Relevance Transformer: Generating Concise Code Snippets With Relevance Feedback · The Large Language Model Bible Contribute to LLM-Bible

Relevance Transformer: Generating Concise Code Snippets With Relevance Feedback

Gemmell Carlos, Rossetto Federico, Dalton Jeffrey. Arxiv 2020

[Paper]    
Applications Ethics And Bias Merging Model Architecture Pretraining Methods Tools Transformer

Tools capable of automatic code generation have the potential to augment programmer’s capabilities. While straightforward code retrieval is incorporated into many IDEs, an emerging area is explicit code generation. Code generation is currently approached as a Machine Translation task, with Recurrent Neural Network (RNN) based encoder-decoder architectures trained on code-description pairs. In this work we introduce and study modern Transformer architectures for this task. We further propose a new model called the Relevance Transformer that incorporates external knowledge using pseudo-relevance feedback.
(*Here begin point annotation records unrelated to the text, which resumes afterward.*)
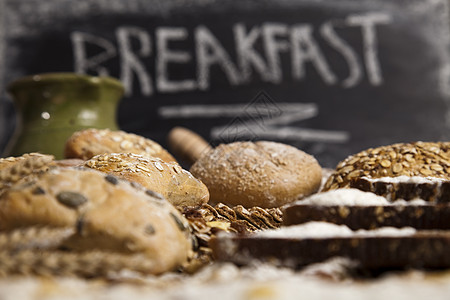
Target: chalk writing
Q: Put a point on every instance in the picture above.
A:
(298, 41)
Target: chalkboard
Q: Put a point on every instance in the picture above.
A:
(331, 77)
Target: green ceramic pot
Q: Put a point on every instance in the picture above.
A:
(52, 106)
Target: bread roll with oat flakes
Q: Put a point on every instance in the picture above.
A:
(177, 185)
(422, 159)
(264, 174)
(87, 143)
(108, 213)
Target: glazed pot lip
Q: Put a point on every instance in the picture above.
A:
(56, 77)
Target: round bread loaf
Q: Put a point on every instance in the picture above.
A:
(264, 174)
(177, 185)
(90, 142)
(108, 214)
(427, 159)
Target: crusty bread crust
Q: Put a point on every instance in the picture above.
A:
(87, 143)
(177, 185)
(264, 174)
(410, 159)
(108, 214)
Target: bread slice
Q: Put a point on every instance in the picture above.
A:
(383, 249)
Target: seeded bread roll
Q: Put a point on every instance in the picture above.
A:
(264, 174)
(90, 142)
(108, 214)
(178, 186)
(410, 159)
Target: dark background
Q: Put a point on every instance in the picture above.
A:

The Relevance Transformer biases the decoding process to be similar to existing retrieved code while enforcing diversity. We perform experiments on multiple standard benchmark datasets for code generation including Django, Hearthstone, and CoNaLa. The results show improvements over state-of-the-art methods based on BLEU evaluation. The Relevance Transformer model shows the potential of Transformer-based architectures for code generation and introduces a method of incorporating pseudo-relevance feedback during inference.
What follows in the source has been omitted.